Abstract

'It must not be supposed that Mr. Conrad makes attack upon colonisation, expansion, even upon Imperialism', The Manchester Guardian's reviewer assured contemporary readers of 'Heart of Darkness' (Sherry, ed., Conrad: The Critical Heritage, p. 135). In December 1902, in Academy and Literature, Edward Garnett noted the novella's subversiveness, as 'a page torn from the life of the Dark Continent - a page which has been hitherto carefully blurred and kept away from European eyes' (Ibid., p. 133). Conrad's fiction continues to excite such antithetical responses. Within the past thirty years in particular, the political aspects of his work have been a central focus of Conrad studies, and while Garnett's views have generally prevailed, these two early opinions frame an on-going discussion that continues to be shaped by multiple points of view.
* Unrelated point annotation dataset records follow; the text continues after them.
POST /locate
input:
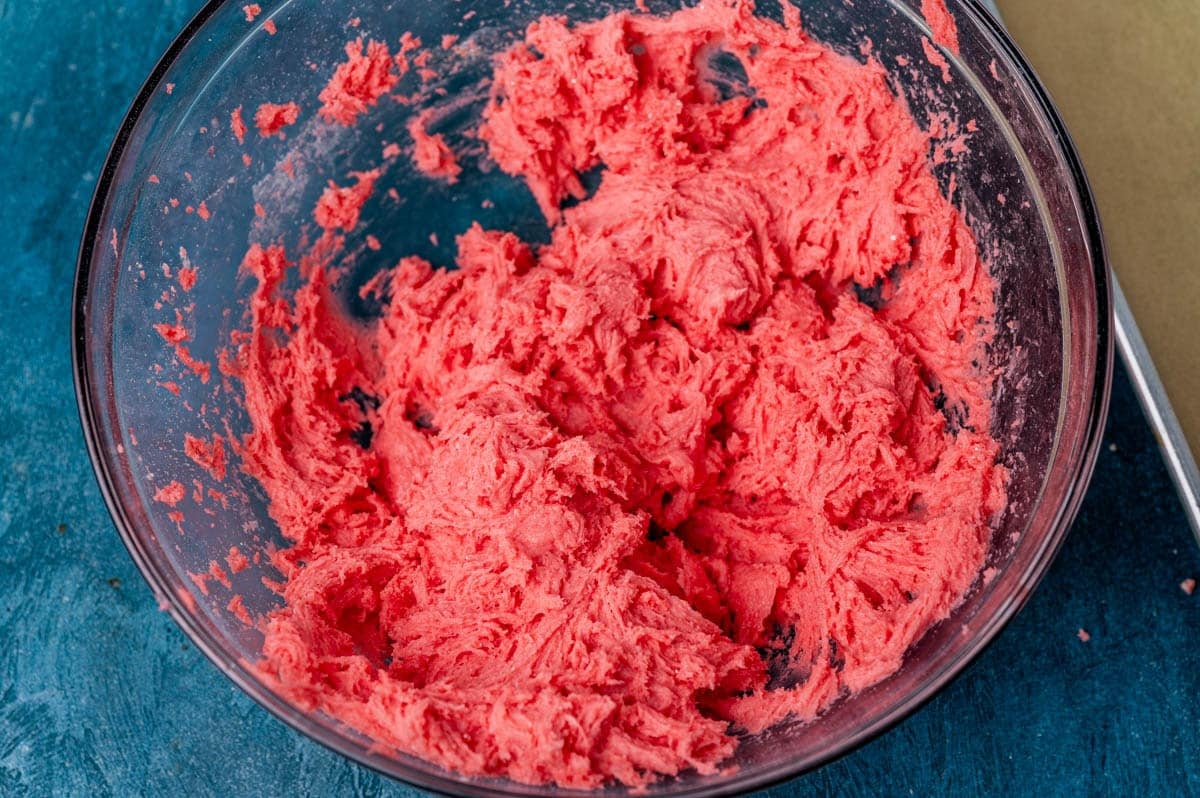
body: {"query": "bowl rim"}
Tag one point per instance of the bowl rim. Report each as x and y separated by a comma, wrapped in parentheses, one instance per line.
(241, 672)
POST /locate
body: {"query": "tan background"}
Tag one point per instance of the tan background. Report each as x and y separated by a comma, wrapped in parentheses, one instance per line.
(1126, 75)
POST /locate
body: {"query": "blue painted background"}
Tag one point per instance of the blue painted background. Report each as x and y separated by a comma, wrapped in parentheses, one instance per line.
(101, 695)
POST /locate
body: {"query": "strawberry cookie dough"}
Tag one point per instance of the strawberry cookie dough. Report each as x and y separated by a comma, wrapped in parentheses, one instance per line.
(713, 457)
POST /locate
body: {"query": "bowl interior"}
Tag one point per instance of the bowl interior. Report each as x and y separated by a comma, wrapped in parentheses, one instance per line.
(1018, 183)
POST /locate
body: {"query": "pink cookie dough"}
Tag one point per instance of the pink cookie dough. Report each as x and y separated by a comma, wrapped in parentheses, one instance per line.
(713, 457)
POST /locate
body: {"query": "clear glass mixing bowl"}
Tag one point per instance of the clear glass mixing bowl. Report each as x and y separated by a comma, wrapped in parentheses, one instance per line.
(1054, 342)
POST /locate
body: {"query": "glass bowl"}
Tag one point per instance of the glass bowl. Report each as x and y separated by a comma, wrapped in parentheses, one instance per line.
(173, 153)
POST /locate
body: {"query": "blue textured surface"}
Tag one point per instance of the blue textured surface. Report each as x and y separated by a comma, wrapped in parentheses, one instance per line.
(100, 693)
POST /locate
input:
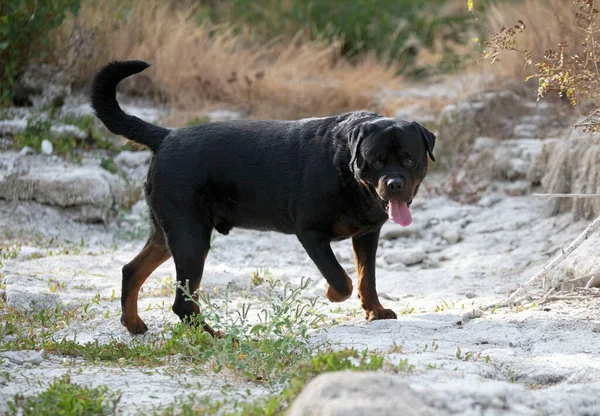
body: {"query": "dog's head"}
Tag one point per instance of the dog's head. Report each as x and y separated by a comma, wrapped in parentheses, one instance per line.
(389, 157)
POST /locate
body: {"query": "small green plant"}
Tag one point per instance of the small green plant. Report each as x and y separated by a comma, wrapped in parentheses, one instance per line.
(109, 165)
(259, 276)
(25, 27)
(267, 346)
(65, 398)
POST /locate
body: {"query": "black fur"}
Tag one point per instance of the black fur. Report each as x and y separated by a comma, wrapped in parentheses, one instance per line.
(311, 177)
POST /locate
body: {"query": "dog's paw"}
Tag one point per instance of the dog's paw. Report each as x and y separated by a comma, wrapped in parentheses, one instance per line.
(134, 326)
(376, 314)
(334, 296)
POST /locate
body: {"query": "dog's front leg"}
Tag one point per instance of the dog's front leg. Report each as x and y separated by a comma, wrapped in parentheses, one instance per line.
(317, 245)
(365, 249)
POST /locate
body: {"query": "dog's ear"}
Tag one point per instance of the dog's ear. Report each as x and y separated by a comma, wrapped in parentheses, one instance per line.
(429, 138)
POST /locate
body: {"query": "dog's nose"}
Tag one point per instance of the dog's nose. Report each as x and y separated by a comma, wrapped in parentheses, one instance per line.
(395, 185)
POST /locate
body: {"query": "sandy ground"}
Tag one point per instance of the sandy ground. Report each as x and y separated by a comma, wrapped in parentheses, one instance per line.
(541, 360)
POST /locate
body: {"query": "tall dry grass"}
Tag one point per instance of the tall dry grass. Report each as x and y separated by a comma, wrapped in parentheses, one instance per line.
(203, 65)
(548, 22)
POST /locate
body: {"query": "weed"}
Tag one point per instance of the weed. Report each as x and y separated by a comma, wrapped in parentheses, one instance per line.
(8, 251)
(65, 398)
(108, 164)
(259, 276)
(268, 347)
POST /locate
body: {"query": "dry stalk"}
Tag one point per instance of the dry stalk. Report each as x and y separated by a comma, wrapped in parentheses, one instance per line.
(521, 293)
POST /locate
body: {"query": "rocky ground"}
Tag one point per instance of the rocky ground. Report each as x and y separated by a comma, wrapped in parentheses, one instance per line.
(463, 252)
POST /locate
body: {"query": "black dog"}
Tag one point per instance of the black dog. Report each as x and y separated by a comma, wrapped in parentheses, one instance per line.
(321, 179)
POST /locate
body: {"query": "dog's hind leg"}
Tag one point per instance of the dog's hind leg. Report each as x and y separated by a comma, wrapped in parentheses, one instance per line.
(190, 244)
(135, 274)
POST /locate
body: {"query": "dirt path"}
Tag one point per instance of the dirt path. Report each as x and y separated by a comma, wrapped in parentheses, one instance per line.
(542, 359)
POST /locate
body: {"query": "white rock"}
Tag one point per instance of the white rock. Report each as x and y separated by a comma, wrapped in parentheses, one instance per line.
(350, 393)
(89, 189)
(26, 151)
(449, 231)
(407, 256)
(23, 357)
(47, 147)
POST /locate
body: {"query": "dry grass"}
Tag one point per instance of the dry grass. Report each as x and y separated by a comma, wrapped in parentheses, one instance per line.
(548, 22)
(200, 65)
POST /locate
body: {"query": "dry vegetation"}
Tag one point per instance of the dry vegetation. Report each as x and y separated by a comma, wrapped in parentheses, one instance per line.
(200, 65)
(548, 22)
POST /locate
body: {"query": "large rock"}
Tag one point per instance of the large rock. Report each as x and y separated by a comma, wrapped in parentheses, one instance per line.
(350, 393)
(570, 166)
(497, 114)
(508, 160)
(41, 85)
(90, 189)
(10, 128)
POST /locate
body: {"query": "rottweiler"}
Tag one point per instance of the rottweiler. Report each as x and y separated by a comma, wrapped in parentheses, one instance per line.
(322, 179)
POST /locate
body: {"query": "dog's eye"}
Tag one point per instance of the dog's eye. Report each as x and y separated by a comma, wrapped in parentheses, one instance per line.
(378, 164)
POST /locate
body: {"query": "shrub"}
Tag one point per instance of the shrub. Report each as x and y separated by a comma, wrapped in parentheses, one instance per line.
(562, 46)
(24, 34)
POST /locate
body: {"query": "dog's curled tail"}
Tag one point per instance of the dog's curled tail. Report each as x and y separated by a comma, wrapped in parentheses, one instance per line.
(106, 108)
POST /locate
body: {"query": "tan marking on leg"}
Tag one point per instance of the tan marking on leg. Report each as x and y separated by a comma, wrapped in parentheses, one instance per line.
(152, 255)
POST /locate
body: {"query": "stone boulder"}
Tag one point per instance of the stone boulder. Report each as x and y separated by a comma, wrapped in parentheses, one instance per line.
(497, 114)
(41, 86)
(348, 393)
(570, 166)
(88, 189)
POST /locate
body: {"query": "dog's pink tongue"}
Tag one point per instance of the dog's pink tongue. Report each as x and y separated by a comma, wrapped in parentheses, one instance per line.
(399, 213)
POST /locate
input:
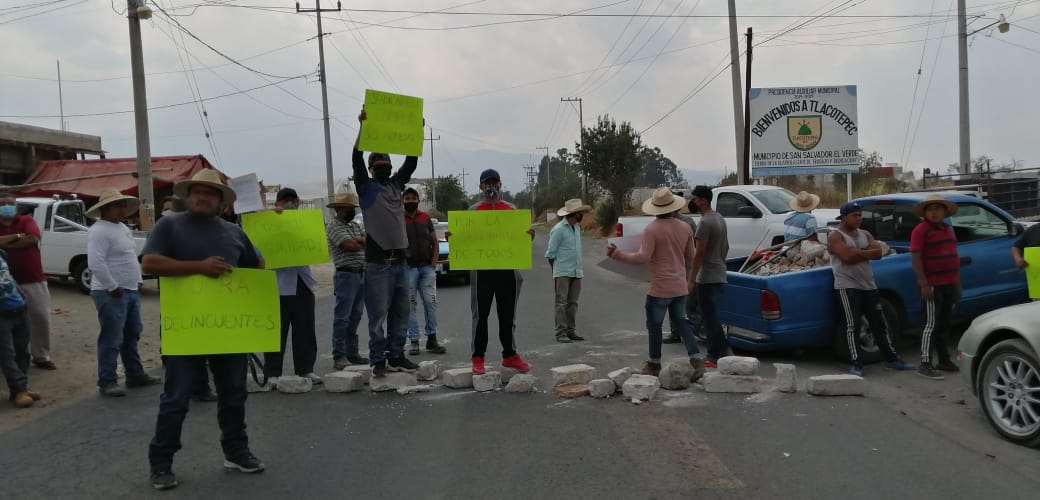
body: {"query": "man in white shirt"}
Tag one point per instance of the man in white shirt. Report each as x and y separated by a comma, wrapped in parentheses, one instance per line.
(111, 256)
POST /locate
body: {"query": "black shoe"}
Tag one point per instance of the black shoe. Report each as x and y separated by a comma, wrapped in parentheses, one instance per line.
(143, 380)
(434, 346)
(380, 370)
(401, 364)
(244, 462)
(162, 477)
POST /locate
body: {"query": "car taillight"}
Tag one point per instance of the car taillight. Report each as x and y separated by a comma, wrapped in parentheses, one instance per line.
(770, 305)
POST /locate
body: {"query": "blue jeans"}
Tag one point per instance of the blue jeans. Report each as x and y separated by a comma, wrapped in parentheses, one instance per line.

The arguments range widely, in fact, from those who view Conrad as committed to a conservative, ‘English view’ of imperialism to those who see him as sceptical of the whole enterprise and a champion of anti-colonial revolts (Eagleton, Criticism and Ideology , p. 135, and Hawkins, ‘The sychology of colonialism’, p. 86). The Nigerian novelist Chinua Achebe‘s accusation that Conrad was ‘a bloody racist’ is countered by the contention of Ezekiel Mphahlele, a South African writer, that Conrad was one of the few ‘outstanding white novelists who portray competently characters belonging to cultural groups outside their own’ (The African Image , p. 125).